Carrying his rifle down by his side, Major General Chris Donahue, commander of the storied 82nd Airborne Division, became the last US soldier to board the final flight out of Afghanistan a minute before midnight on Monday.
Taken with a night vision device from a side window of the C-17 transport plane, the ghostly green and black image of the general striding toward the aircraft waiting on the tarmac at Kabul’s Hamid Karzai Airport was released by the Pentagon hours after the United States ended its 20-year military presence in Afghanistan.
As a moment in history, the image of Donahue’s departure could be cast alongside that of a Soviet general, who led an armoured column across the Friendship Bridge to Uzbekistan, when the Red Army made its final exit from Afghanistan in 1989.
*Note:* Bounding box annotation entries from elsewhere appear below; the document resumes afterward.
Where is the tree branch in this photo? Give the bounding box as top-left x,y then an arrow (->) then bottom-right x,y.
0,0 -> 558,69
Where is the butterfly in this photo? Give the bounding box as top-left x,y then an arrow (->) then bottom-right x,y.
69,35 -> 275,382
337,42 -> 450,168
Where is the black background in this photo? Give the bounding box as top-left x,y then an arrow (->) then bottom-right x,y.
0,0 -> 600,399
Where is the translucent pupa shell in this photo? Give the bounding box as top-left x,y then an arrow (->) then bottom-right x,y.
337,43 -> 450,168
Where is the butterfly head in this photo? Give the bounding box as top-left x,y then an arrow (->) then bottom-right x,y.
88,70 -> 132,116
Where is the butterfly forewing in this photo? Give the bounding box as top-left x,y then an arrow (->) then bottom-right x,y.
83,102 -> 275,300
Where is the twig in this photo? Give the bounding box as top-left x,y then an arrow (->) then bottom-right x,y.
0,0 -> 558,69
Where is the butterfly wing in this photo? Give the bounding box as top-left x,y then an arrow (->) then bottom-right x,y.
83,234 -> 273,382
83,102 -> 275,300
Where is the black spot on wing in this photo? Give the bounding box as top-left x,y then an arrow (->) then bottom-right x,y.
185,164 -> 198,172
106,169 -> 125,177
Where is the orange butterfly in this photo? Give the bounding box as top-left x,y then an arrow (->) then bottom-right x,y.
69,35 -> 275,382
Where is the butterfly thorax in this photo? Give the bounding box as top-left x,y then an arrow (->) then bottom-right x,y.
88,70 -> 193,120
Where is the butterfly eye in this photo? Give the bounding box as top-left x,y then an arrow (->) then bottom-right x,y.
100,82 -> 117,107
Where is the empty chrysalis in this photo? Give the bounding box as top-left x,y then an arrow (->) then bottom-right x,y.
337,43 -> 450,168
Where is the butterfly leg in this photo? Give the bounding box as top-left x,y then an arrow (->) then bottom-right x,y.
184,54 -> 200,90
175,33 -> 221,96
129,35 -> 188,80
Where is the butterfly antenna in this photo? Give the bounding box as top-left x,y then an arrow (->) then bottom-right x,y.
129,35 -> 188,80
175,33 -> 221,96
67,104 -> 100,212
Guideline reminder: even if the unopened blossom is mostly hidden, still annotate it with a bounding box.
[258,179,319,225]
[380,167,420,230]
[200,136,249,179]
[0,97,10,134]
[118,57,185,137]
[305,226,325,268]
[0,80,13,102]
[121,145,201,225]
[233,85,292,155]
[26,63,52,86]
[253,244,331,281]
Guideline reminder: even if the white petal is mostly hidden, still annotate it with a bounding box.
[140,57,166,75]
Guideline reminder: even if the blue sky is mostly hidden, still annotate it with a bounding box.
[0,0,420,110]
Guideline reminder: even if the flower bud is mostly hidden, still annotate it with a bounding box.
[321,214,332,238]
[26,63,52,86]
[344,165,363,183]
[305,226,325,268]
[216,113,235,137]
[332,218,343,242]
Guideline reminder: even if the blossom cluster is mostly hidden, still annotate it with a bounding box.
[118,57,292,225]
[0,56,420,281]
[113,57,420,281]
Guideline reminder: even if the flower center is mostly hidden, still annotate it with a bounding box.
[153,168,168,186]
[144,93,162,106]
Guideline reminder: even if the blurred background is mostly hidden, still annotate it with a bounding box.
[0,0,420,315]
Completing a military operation that with the help of allies succeeded in evacuating 123,000 civilians from Afghanistan, the last plane load of US troops left under cover of the night.
Though it is a still image, Donahue appears to be moving briskly, his face expressionless. He is wearing full combat gear, with night vision goggles atop his helmet, and rifle by his side. He had yet to leave Afghanistan behind, and reach safety.
The US-backed Afghan government had already capitulated and Kabul had fallen to the Taliban a little over two weeks before the August 31 deadline for US troops to depart.
The final US evacuation of Kabul will be judged by how many people were brought out, and how many were left behind.
But Donahue and his comrades will carry harrowing images from their chaotic last days in Kabul; parents passing babies to them across the razor wire, two young Afghans falling from a plane climbing high in the sky, and worst of all, the aftermath of an Islamic State suicide bomb attack outside the airport on August 26 that killed scores of Afghans and 13 of their own.